Par Marie-Michelle Gagné
mm.gagne@journaldelevis.com
La situation politique difficile qui sévit actuellement au Népal a mis quelques bâtons dans les roues du Lévisien de 27 ans, quelques jours à peine avant son grand départ. C'est par contre la tête remplie de projets qu'il a finalement réussi à quitter sa ville natale à la conquête de ce pays asiatique, voisin de la Chine et de l'Inde.

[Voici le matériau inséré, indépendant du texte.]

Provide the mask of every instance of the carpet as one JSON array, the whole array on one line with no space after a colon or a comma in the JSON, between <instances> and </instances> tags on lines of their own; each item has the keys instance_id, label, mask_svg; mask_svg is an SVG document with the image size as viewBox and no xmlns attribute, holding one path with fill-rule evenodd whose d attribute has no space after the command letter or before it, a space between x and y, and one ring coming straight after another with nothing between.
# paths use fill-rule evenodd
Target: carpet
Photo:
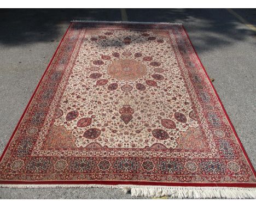
<instances>
[{"instance_id":1,"label":"carpet","mask_svg":"<svg viewBox=\"0 0 256 208\"><path fill-rule=\"evenodd\" d=\"M253 167L180 24L72 22L0 160L2 187L256 198Z\"/></svg>"}]
</instances>

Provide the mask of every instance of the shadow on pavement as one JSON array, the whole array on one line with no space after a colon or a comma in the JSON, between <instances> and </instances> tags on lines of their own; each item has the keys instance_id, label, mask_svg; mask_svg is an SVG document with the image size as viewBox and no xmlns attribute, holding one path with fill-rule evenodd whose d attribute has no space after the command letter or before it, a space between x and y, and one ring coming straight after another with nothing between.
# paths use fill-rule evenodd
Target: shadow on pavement
<instances>
[{"instance_id":1,"label":"shadow on pavement","mask_svg":"<svg viewBox=\"0 0 256 208\"><path fill-rule=\"evenodd\" d=\"M253 19L255 10L247 10ZM224 9L128 9L129 21L181 22L197 35L200 51L232 44L255 32L238 26L240 22ZM119 9L2 9L0 10L0 43L9 46L34 42L54 41L61 36L61 24L82 18L88 20L120 21ZM251 16L250 16L251 15ZM57 40L57 41L59 40Z\"/></svg>"}]
</instances>

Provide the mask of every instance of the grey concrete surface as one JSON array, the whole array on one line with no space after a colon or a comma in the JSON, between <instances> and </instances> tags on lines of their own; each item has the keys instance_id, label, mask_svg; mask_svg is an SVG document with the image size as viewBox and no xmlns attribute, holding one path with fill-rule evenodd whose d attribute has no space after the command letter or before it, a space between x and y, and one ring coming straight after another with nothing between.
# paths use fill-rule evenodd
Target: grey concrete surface
<instances>
[{"instance_id":1,"label":"grey concrete surface","mask_svg":"<svg viewBox=\"0 0 256 208\"><path fill-rule=\"evenodd\" d=\"M256 11L235 11L254 24ZM126 9L128 20L184 24L254 167L255 32L225 9ZM119 9L0 11L0 152L69 24L120 21ZM2 199L132 198L106 188L1 188Z\"/></svg>"}]
</instances>

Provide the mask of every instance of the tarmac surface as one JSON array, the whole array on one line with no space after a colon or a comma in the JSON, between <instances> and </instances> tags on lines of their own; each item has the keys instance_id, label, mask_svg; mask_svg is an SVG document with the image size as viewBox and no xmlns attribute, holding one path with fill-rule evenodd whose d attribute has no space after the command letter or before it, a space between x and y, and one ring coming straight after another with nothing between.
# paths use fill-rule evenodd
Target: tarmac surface
<instances>
[{"instance_id":1,"label":"tarmac surface","mask_svg":"<svg viewBox=\"0 0 256 208\"><path fill-rule=\"evenodd\" d=\"M213 85L256 167L256 10L233 10L238 16L225 9L1 10L0 153L69 21L123 19L184 25L210 77L215 79ZM0 188L0 199L97 198L135 198L107 188Z\"/></svg>"}]
</instances>

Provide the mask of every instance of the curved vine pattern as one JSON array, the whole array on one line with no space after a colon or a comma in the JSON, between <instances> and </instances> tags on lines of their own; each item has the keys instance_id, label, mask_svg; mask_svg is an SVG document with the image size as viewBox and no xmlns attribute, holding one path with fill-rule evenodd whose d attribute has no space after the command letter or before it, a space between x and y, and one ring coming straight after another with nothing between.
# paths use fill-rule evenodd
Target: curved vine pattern
<instances>
[{"instance_id":1,"label":"curved vine pattern","mask_svg":"<svg viewBox=\"0 0 256 208\"><path fill-rule=\"evenodd\" d=\"M255 185L181 25L73 23L0 163L3 183L95 180Z\"/></svg>"}]
</instances>

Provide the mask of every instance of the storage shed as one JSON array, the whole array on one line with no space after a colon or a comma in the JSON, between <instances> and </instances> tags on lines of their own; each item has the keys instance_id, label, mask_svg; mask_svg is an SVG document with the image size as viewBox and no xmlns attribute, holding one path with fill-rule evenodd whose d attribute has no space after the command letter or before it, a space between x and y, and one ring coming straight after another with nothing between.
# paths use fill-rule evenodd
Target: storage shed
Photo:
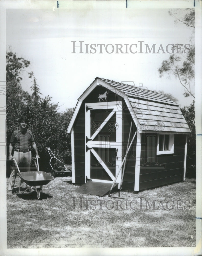
<instances>
[{"instance_id":1,"label":"storage shed","mask_svg":"<svg viewBox=\"0 0 202 256\"><path fill-rule=\"evenodd\" d=\"M67 131L73 183L116 178L119 189L138 191L185 179L190 131L179 106L159 93L96 77Z\"/></svg>"}]
</instances>

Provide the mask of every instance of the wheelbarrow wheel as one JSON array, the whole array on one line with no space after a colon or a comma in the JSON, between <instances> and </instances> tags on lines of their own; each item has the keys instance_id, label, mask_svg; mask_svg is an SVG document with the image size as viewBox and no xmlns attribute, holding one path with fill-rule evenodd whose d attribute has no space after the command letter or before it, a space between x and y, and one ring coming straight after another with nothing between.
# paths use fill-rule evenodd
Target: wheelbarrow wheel
<instances>
[{"instance_id":1,"label":"wheelbarrow wheel","mask_svg":"<svg viewBox=\"0 0 202 256\"><path fill-rule=\"evenodd\" d=\"M42 192L42 189L41 189L40 188L37 188L37 198L38 199L40 199L41 193Z\"/></svg>"},{"instance_id":2,"label":"wheelbarrow wheel","mask_svg":"<svg viewBox=\"0 0 202 256\"><path fill-rule=\"evenodd\" d=\"M52 170L51 171L51 175L53 177L55 177L56 176L56 171L55 170Z\"/></svg>"}]
</instances>

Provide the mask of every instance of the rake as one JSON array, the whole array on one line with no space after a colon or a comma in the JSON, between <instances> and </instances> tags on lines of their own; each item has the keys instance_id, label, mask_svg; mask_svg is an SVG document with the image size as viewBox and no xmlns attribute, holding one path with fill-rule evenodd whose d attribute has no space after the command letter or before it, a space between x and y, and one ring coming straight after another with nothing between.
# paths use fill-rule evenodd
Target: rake
<instances>
[{"instance_id":1,"label":"rake","mask_svg":"<svg viewBox=\"0 0 202 256\"><path fill-rule=\"evenodd\" d=\"M134 139L135 138L135 137L137 133L137 131L136 131L135 133L135 134L133 137L132 140L131 141L130 143L130 145L128 146L128 145L129 144L129 141L130 139L130 133L131 131L131 129L132 128L132 121L131 121L131 123L130 124L130 132L129 133L129 136L128 136L128 144L127 145L127 148L126 150L126 153L124 157L124 158L123 160L123 162L121 163L121 166L119 167L119 169L118 172L118 173L117 173L116 176L116 177L114 181L114 182L113 183L113 184L112 185L112 186L111 187L111 189L109 192L109 194L108 195L108 196L109 197L112 197L113 198L118 198L120 199L123 199L124 200L127 199L128 199L128 198L127 197L127 196L124 193L123 193L123 192L122 192L121 191L122 187L122 184L123 182L123 176L124 175L124 172L125 170L125 167L126 165L126 158L127 155L128 153L130 148L131 145L132 145L132 143L133 143ZM114 185L115 184L115 183L116 182L116 179L118 177L118 175L119 174L119 173L121 169L121 168L122 167L122 166L123 164L124 163L124 165L123 166L123 172L122 173L122 176L121 177L121 185L120 186L120 190L118 192L116 192L115 193L113 193L111 195L110 195L110 194L112 190L114 187ZM122 196L123 196L123 197L122 197Z\"/></svg>"}]
</instances>

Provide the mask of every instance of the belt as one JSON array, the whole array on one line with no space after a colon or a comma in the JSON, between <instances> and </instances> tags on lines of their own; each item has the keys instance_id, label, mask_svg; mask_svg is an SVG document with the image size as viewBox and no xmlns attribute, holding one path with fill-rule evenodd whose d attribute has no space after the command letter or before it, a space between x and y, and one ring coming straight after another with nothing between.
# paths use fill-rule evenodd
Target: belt
<instances>
[{"instance_id":1,"label":"belt","mask_svg":"<svg viewBox=\"0 0 202 256\"><path fill-rule=\"evenodd\" d=\"M19 149L18 148L15 148L14 151L17 151L18 152L21 152L22 153L27 153L31 151L31 149Z\"/></svg>"}]
</instances>

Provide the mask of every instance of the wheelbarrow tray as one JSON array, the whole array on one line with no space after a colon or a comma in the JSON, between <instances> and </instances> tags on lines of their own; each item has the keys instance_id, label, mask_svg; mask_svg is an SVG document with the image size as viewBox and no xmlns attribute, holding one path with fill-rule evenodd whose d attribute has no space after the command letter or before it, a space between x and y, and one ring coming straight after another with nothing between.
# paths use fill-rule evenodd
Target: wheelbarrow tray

Finissant à la maîtrise en mondialisation et développement international à l'Université d'Ottawa, Antoine a appris au début du mois d'avril qu'il quitterait le pays pour aller effectuer son stage à l'étranger. Depuis son arrivée là-bas, son mandat est d'aider les dirigeants de coopératives agricoles à augmenter leurs parts de marché. « D'ici la fin de mon stage, mon mandat changera peut-être, mais pour l'instant, je me concentre sur la planification de futures rencontres que j'aurai avec les responsables de coopératives agricoles une fois à destination et sur l'apprentissage intensif de la langue népalaise », a-t-il expliqué quelques jours avant de s'envoler vers l'Asie.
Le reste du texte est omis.